As a user of Windows my entire life, I've tried Ubuntu and Manjaro before and went back to Windows. I randomly felt like trying Linux again recently and set up Debian 12, and am finally not going back.
I have also used Ubuntu when they sent out those free CDs. And for work when they had the Unity desktop (12.04 LTS). It was a good distro once.
I am pretty happy with the Arch (btw) I installed as a VM on Ubuntu 12.04 and then used as my main OS on the new work PC since 2017.
This... If I wanted an app in snap form, I would install it through snap instead. But installing an app through apt redirects to snap? No. It's ridiculous and unacceptable.
It makes sense that they don't want to maintain 2 versions. What doesn't make sense is that when you ask it for an apt, instead of saying "this package isn't avalible as an apt" and maybe "by the way it is available as a snap if you want", it just installs the snap without telling you.
Canonical is not maintaining fuck-all. They're just re-distributing Debian packages (sometimes with a few patches on top at most). The Debian team is doing all the heavy lifting of packaging software (including firefox-esr).

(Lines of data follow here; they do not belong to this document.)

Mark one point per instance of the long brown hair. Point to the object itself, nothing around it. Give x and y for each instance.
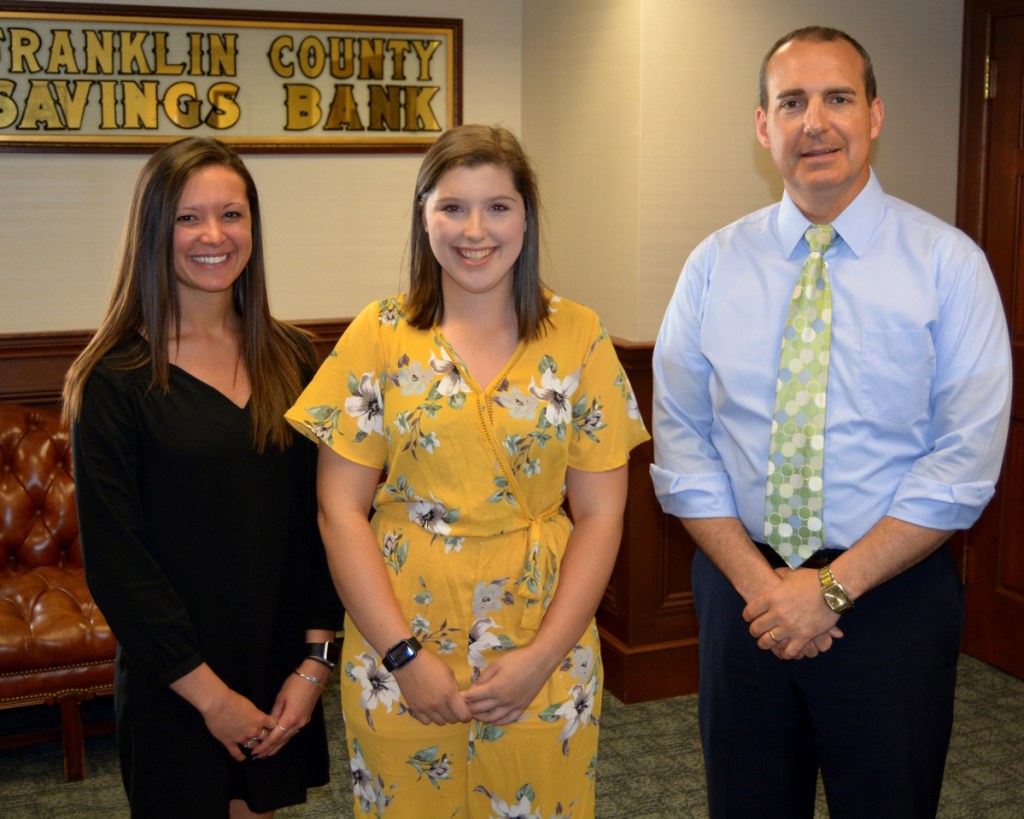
(145, 302)
(472, 145)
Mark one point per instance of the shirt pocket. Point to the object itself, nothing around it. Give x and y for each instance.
(896, 374)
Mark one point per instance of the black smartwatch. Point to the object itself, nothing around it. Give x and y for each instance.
(325, 653)
(400, 654)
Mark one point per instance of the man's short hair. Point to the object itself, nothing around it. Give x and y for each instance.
(817, 34)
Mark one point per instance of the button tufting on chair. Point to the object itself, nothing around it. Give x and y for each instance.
(55, 646)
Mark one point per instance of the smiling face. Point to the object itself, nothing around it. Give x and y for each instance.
(475, 220)
(212, 231)
(819, 125)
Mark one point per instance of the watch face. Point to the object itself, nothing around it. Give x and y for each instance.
(837, 600)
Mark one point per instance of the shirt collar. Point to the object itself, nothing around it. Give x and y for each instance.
(854, 225)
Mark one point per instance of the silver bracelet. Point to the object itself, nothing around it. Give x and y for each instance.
(312, 680)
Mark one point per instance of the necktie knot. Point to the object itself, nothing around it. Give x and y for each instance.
(819, 236)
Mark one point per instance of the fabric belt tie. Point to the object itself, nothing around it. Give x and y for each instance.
(540, 570)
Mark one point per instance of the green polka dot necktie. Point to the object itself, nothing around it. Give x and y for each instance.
(795, 497)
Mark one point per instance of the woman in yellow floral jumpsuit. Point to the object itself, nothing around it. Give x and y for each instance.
(486, 401)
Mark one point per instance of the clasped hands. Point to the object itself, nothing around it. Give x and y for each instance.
(500, 695)
(791, 617)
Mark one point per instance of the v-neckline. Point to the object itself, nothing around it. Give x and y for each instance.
(211, 388)
(458, 361)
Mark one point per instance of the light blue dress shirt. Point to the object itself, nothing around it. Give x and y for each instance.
(919, 380)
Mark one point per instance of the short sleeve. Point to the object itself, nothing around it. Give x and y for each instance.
(605, 416)
(342, 406)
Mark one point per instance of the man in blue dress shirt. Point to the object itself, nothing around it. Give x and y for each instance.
(846, 662)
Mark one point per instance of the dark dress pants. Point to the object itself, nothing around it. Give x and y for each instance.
(875, 712)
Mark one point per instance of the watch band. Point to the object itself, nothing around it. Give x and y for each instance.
(832, 590)
(326, 653)
(400, 654)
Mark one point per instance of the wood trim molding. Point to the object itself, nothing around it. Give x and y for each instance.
(646, 619)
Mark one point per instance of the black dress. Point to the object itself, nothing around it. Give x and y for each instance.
(197, 549)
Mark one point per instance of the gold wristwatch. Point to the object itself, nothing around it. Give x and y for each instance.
(834, 593)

It's not a technical limitation that Canonical doesn't offer firefox as a deb. It's an intentional attempt to trap people into their walled garden.
I didn't say it was a technical limitation, I said it was laziness. Even if they just straight up take the deb from Debian, they are still responsible for if it works well on Ubuntu.
Anyway, it's hardly a very good trap. You can still download the deb from Debian, or use Mozilla's ppa, or use flatpak. Or hell, snap is the main difference between Ubuntu and Debian at this point anyway, so just use any other Debian distro. I hate to be the person defending Canonical here as I vastly prefer community distros, but when the vast majority of people are using OSs from Microsoft, Apple and Google, painting Canonical as a big greedy villain sounds like a joke.